I find examples like these heartening; researchers and statisticians providing help to newcomers and veterans of all stripes. Listservs, while useful, often suffer from poorly worded questions, opaque responses, and overspecificity - the issues are individual, and so are the answers, which go together like highly specific shapes of toast in a specialized toaster.* Tutorials like Mumford's are more like pancake batter spread out over a griddle, covering a wide area and seeping into the drip pans of understanding, while being sprinkled with chocolate chips of insight, lightly buttered with good humor, and drizzled with the maple syrup of kindness.

I also find tutorials like these useful because - let's admit it - we're all slightly stupid when it comes to statistics. Have you ever tried explaining it to your dad, and ended up feeling like a fool? Clearly, we need all the help we can get. If you've ever had to doublecheck why, for example, a t-test works the way it does, or brush up on how contrast weights are made, this website is for you. (People who never had to suffer to understand statistics, on the other hand, just like people who don't have any problems writing, are disgusting and should be avoided.)
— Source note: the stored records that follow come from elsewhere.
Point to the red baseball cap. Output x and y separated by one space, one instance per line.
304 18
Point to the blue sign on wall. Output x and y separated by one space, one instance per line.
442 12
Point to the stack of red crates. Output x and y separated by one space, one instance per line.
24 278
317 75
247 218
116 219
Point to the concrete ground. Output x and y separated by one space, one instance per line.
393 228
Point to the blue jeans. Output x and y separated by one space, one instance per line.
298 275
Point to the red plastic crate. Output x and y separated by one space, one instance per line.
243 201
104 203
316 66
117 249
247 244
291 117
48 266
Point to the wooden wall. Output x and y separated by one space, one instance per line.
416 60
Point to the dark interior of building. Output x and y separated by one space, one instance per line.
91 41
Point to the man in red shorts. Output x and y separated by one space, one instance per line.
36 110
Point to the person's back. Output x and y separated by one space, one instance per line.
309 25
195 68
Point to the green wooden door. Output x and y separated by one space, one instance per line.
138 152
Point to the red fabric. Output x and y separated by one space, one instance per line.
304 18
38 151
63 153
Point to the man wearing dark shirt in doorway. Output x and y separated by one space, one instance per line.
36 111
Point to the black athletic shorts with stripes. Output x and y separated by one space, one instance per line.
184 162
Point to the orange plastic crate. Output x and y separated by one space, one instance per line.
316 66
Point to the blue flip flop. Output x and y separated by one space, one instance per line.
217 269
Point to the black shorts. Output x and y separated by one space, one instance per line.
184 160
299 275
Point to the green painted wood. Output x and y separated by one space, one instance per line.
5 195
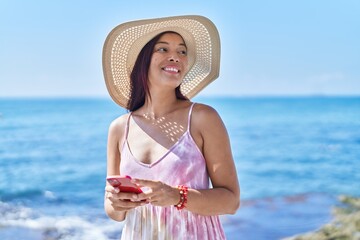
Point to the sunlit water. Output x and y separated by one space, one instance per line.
293 157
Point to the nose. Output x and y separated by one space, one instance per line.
173 58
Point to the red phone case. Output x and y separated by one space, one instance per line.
123 183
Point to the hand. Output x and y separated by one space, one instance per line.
159 193
122 201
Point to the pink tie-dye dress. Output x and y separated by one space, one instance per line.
182 164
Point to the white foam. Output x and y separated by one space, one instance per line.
63 227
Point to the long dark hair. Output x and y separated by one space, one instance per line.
139 76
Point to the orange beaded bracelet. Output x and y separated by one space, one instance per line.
183 197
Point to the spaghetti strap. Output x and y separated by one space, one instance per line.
127 127
189 117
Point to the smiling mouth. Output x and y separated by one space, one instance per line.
171 69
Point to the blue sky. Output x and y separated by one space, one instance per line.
308 47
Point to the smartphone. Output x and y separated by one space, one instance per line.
124 184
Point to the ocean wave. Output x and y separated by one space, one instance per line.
57 227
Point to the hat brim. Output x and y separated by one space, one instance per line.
124 43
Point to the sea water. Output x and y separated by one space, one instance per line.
293 156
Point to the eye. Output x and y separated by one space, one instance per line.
183 52
161 49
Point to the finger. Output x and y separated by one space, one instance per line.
112 189
126 196
126 204
145 183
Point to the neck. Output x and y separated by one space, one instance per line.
159 105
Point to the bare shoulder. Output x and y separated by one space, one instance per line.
205 117
117 126
203 112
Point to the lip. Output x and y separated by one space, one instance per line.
171 69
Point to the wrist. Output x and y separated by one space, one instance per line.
183 192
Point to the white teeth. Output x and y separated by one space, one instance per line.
171 69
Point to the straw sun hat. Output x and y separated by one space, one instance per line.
124 43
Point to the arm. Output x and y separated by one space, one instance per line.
210 134
114 204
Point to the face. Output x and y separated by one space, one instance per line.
169 61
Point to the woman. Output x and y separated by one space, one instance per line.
168 145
Jeanette has thirty-two videos covering the basics of statistics and their application to neuroimaging data, a compression of one of her semester-long fMRI data courses which should be required viewing for any neophyte. More recent postings report on developments and concerns in neuroimaging methods, such as collinearity, orthogonalization, nonparametric thresholding, and whether you should date fellow graduate students in your cohort. (I actually haven't read all of the posts that closely, but I'm assuming that something that important is probably in there somewhere.) And, unlike myself, she doesn't make false promises and she posts regularly; you get to stay current on what's hot, what's not, and, possibly, you can begin to make sense of those knotty methods sections. At least you'll begin to make some sense of the gibberish your advisor mutters in your general direction the next time he wants you to do a new analysis on the default pancake network - the network of regions that is activated in response to a contrast of pancakes versus waffles, since they are matched on everything but texture.**

It is efforts such as this that make the universe of neuroimaging, if not less complex, at least more comprehensible, less bewildering; more approachable, less terrifying. And any effort like that deserves its due measure of praise and pancakes.


*It was only after writing this that I realized you put bread into a toaster - toast is what comes out - but I decided to just own it.
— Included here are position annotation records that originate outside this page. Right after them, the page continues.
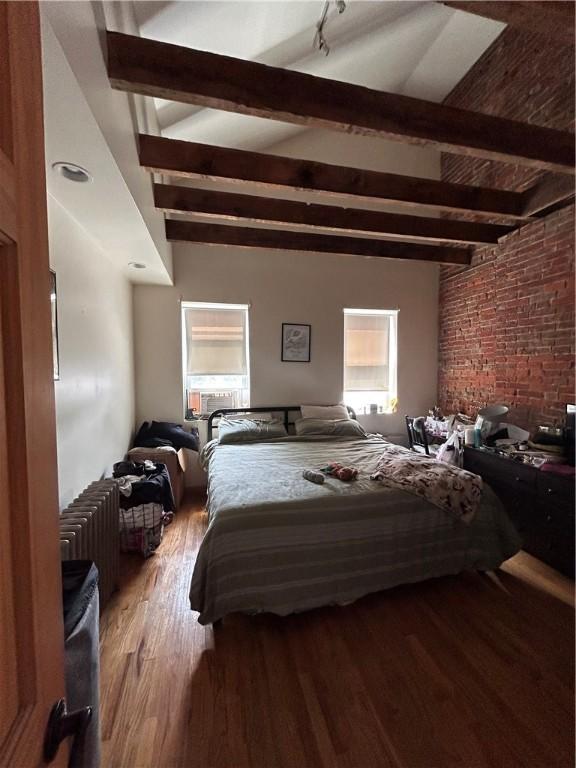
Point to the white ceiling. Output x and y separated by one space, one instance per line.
420 49
416 48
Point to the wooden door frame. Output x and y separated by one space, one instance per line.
26 346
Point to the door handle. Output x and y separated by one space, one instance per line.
62 724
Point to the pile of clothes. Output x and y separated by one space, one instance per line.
146 504
157 434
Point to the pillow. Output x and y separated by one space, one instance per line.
250 416
248 431
335 427
324 412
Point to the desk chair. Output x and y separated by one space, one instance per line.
417 437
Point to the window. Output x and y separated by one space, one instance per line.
370 353
215 357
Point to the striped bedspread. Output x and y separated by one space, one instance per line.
277 542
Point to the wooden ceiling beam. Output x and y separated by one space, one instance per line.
253 209
555 19
547 193
176 73
203 161
270 239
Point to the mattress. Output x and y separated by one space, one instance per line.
278 543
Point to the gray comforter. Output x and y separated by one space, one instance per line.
277 542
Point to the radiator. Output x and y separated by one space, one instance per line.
89 530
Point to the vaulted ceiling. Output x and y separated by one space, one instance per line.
419 49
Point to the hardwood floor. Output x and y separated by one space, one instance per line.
471 671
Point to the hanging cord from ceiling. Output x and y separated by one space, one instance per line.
320 41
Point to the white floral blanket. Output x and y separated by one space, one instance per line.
450 488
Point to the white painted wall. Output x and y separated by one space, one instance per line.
299 288
288 287
95 393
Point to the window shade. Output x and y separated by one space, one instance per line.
216 341
366 352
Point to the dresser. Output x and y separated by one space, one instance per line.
540 504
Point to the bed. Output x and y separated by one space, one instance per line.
278 543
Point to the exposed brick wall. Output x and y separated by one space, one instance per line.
507 322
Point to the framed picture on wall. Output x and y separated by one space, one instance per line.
295 343
54 309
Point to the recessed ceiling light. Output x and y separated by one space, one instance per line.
72 172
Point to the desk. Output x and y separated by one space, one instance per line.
540 504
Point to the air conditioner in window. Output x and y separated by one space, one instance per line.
213 401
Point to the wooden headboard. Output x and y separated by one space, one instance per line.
285 409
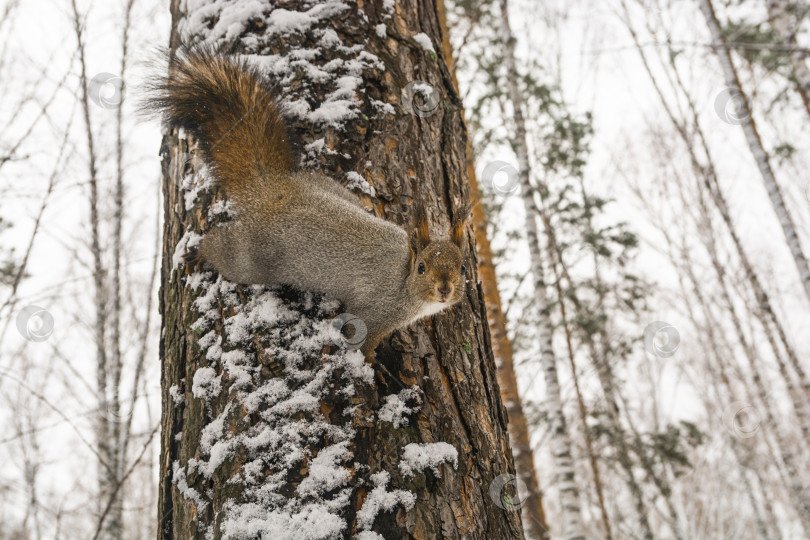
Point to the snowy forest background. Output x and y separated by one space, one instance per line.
663 195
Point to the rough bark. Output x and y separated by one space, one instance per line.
779 18
531 504
754 141
443 365
560 440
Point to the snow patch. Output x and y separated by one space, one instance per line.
206 384
424 40
395 408
381 500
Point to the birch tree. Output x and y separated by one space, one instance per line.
531 503
752 137
271 426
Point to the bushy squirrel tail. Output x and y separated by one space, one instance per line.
223 103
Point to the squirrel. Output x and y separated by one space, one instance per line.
299 227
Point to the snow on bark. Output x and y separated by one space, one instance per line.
417 457
264 425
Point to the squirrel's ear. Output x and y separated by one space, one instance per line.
458 224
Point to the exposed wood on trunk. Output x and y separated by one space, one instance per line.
531 506
560 439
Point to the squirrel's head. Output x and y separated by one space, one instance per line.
438 270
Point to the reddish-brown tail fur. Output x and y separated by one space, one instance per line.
223 103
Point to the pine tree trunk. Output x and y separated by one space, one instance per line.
271 429
560 440
749 127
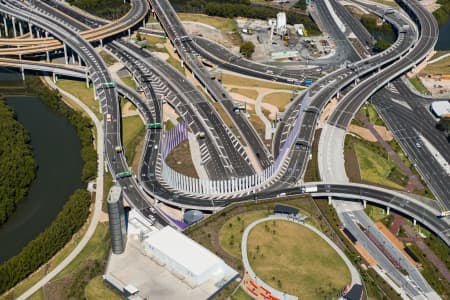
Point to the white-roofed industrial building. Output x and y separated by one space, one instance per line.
190 260
440 108
165 264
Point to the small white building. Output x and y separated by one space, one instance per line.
186 258
440 108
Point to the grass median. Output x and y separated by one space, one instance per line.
295 260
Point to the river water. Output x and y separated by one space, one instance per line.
56 149
444 37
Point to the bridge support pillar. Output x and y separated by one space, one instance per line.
20 28
87 80
65 53
5 23
95 92
30 29
14 27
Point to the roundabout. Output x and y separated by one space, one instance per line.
286 259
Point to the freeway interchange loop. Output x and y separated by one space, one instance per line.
61 30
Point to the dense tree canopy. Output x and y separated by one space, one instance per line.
41 249
242 8
17 166
381 45
75 211
81 123
442 14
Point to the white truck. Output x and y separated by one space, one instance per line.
309 189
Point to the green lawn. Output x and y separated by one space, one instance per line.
240 294
133 130
230 235
279 100
98 290
224 24
181 161
439 67
130 128
415 81
233 79
78 89
295 260
154 43
252 94
128 80
370 112
376 168
439 54
108 58
96 249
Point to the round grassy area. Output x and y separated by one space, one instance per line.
295 260
230 235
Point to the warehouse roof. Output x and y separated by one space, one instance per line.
184 251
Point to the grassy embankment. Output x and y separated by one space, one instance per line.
216 234
223 24
158 44
181 161
418 85
279 100
369 162
108 58
296 260
78 89
440 67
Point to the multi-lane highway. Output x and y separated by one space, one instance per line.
108 100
**Do not steal this study idea from me.

Neuroimaging Training Program Postmortem




Imagine cramming thirty-five intelligent, motivated, enthusiastic, good-smelling individuals into a large bottle, adding in over twenty incredible speakers, tossing in a few dozen MacBooks and several gallons of boiling hot coffee, and shaking it up using an industrial-sized can shaker. (These things must exist somewhere.)

The screaming mass of coffee-scalded and MacBook-concussed individuals would look a lot like the group that descended upon UCLA like a swarm of locusts, hungry for knowledge and even hungrier for the prestige of attending the Neuroimaging Training Program. Sure, there's all the knowledge and everything, but let's get real - it's all about the hardware: Rollerball pens, pins for the lapel of your sports jacket, and decal drinking glasses.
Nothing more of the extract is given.